All of this TSA stuff on the news is getting a little crazy…it almost seems like the media is looking for passengers who are looking for attention.
But once again the lessons learned are clear…at least if we all agree on the primary goal.
Hopefully everyone agrees that our main goal is safety and national security, because I don’t know about you, but when I am flying through the clouds at 35,000 feet I do not want the plane to blow up.
So if we are all in agreement, then it comes down to human beings – pilots, passengers and security personnel – having situational awareness and accountability.
Pilots – We need to trust that the airline has tested the pilots to ensure they have situational awareness on how to fly the plane safely and deliver passengers from point A to point B. We also need to trust the airline’s pilots are accountable and they are not terrorists.

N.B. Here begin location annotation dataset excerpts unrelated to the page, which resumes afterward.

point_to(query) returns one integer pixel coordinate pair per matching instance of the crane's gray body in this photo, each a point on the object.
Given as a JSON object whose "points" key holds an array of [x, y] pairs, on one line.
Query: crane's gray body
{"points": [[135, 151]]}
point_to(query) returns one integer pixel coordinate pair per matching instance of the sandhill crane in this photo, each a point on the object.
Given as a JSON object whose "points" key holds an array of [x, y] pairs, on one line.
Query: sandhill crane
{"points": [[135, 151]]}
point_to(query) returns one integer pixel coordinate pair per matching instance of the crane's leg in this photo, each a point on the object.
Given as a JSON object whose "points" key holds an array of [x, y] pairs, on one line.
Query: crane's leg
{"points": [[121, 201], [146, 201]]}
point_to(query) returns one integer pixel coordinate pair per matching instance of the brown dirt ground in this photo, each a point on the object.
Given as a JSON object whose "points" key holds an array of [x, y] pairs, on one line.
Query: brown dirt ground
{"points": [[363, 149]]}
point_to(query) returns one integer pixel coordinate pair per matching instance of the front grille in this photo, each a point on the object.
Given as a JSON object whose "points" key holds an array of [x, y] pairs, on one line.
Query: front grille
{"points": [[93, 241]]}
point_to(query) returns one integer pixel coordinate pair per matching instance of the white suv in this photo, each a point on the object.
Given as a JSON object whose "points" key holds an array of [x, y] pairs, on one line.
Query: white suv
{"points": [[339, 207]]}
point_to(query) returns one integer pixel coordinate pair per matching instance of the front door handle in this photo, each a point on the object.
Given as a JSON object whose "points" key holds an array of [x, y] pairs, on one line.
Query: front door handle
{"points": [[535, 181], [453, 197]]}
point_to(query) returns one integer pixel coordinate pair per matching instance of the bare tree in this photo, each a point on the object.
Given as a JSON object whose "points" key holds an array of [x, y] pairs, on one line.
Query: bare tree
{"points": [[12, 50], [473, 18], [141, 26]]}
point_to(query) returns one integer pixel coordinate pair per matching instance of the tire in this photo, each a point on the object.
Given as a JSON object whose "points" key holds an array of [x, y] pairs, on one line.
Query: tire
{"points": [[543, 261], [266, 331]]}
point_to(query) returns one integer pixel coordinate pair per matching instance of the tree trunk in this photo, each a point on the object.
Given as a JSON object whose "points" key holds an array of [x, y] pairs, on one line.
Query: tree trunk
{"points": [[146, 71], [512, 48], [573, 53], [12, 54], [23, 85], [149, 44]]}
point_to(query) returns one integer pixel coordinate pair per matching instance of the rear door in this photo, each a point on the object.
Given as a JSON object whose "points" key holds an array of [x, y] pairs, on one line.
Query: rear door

Passengers – We need passengers with situational awareness and accountability to understand that national security and airline security requires all passengers to be cleared as a safe passenger. No matter what religion, what clothes, what sex, what nationality or what other excuses a passenger comes up with, all passengers need to understand and be held accountable for airline safety and security rules…period. If a passenger does not like the rules they have the option to take a car, take a bus, take a train, take a ship or take a hike.
Security Personnel – We need security personnel and management of security personnel to be prepared with situational awareness and accountability. Simply put, if passengers trusted that TSA management and TSA personnel were not going to put our naked pictures online, then passengers would go through the x-ray scanner and be on their way. Unfortunately many passengers do not trust TSA management or TSA personnel. Why…because TSA management and TSA personnel have repeatedly revealed their lack of situational awareness and lack of accountability to those of us who spend much time in airports. This disconnect could very easily addressed and eliminated if TSA management was serious about ensuring ongoing preparedness, situational awareness and accountability at the individual level.
For those passengers who fail the x-ray scanner test, passengers and security personnel need situational awareness and accountability so the suspicious scan test can be addressed with additional questioning or with a body pat down or to take the suspicious passenger or terrorist off the flight.
Lessons learned are right in front of our eyes, but will TSA management, TSA personnel and passengers learn?